It’s my job to make croissants for family feasts. I’m not much of a baker, but I get the nod in my family because basically no one else wants to bake at all. This year we had no prospects for a big Thanksgiving dinner and no real plans for ourselves, and that was okay, because Dave has never particularly like turkey anyway. He always made the turkey, and the stuffing, and the potatoes, and the side dishes, and the gravy, and the peeled prawns with tarragon mustard sauce, and a selection of Horse Doovers, and he opened the can of cranberry sauce and shlorped it onto the plate, but he always groused about the turkey (little ground bird humor, there) and wondered why we couldn’t have prime rib instead.

Anyway, this year seemed like a good opportunity to not have turkey, and we didn’t have any other plans, and then it occurred to me how about I just make a batch of croissants and we eat them all? A jug of wine, a freaking mountain of butter-saturated bread and thou. As soon as it came to me I knew it had to happen. I don’t even eat wheat much anymore, but I’m willing to destroy my health for homemade croissants. Mine aren’t bakery-pretty, but they are spectacular. By the time you read this, I might almost be ready to sit up and take soup again.
This sort of thing is not unprecedented around here. Dave has always been a very good cook but one day I asked him what he was making and he said “All the bacon you ever really wanted.” And that’s what we had. It was a lot of bacon. We were not at all well afterwards.
This is the first year I’ve made croissants since I started watching the Great British Baking Show, though. So I’ve seen how puff pastry is supposed to be made, and it’s a somewhat delicate and painstaking process that rewards perfectionists and painstakers, none of whom live here. I planned to make them as I always do. I always check the recipe even though I’ve made them almost a hundred times and there are only four ingredients. (“Oh yeah,” I say, when I look them up.) The cookbook springs open to the right page, spang in the middle like the Psalms. It’s an old Joy Of Cooking with grease stains and a sprung spine, and it was given to my mother-in-law Murry (yes) in 1948 with the penciled inscription “Good luck, ole pal, love, Helen.” This cookbook is so old it has references to the “colored cook.”

I’m good at making the dough but I get lazy when it comes to dotting the butter on it and folding it over. You’re supposed to whip the butter so it’s easy to Dot but I’ve never bothered. I just put a couple sticks of butter in my bra for a while and it’s soft enough when I’m ready to go. Also, as someone who has never given milk, I think it’s impressive to pull butter from my bosom.

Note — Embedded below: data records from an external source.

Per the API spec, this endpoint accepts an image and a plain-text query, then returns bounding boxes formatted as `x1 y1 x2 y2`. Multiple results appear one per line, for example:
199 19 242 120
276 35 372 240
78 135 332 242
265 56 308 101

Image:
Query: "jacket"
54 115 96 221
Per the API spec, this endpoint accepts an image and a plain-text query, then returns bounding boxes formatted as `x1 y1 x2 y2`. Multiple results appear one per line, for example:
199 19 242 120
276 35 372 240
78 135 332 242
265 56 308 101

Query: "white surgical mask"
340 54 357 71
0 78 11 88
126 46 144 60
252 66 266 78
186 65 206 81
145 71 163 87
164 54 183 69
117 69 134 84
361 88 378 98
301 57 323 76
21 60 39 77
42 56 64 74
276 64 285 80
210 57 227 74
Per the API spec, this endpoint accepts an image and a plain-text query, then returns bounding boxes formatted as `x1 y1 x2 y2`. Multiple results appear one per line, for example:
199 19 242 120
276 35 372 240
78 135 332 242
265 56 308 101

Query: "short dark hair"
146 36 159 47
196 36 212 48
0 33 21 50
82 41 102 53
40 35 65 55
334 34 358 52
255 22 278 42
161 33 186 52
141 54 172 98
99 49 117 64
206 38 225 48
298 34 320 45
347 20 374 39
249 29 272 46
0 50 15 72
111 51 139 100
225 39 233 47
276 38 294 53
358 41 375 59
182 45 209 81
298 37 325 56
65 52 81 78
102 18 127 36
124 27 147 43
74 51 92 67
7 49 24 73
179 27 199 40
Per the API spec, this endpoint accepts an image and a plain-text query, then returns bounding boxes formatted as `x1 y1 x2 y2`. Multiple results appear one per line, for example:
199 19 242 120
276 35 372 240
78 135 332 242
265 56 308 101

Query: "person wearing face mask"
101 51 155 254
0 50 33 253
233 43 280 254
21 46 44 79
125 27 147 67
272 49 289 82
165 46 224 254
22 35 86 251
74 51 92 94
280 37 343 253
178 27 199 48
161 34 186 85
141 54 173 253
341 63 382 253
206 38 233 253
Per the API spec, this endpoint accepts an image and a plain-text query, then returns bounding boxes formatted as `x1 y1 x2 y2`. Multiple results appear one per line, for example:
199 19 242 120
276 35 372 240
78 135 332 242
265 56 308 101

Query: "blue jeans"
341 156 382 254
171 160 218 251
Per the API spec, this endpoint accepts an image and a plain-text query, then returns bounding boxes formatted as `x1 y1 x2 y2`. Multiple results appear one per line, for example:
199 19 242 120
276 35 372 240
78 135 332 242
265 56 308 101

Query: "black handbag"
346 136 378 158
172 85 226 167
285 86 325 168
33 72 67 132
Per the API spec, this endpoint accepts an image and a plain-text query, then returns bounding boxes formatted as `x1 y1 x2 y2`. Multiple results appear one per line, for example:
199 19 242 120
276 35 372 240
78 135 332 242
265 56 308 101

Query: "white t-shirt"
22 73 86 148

So while I had the recipe in front of me, I re-checked it, as I had the previous 99 times, and what the hell but I’ve been doing it wrong all this time. I’ve always read “dot 1/4 of the butter on l/3 of the rolled-out dough and fold into thirds,” and then swing it around east to south (I think north to east works just as well), and do it three more times. And that is what I have always done. It’s hard to fit all the butter on a third of the dough after you’ve folded and rolled it a few times but I do my best. But it doesn’t say that. It says to dot 1/4 of the butter on the whole dough layer and fold into thirds. Much easier. It says that plain as day and presumably always has. This is why it’s hard to edit your own copy. Once you’ve read it wrong, it just stays read wrong.
Anyway my way does result in more chunks of butter that want to bust through the layers of dough and leak out, so my croissants are not only packed with butter, they’re also swimming in it in the oven, resulting in sautĂ©ed butter rolls, which is even better than the professional version. The judges of the Great British Baking Show would demerit me into exile, but I don’t care. And if I have a soggy bottom, ’tain’t nobody’s business but my own.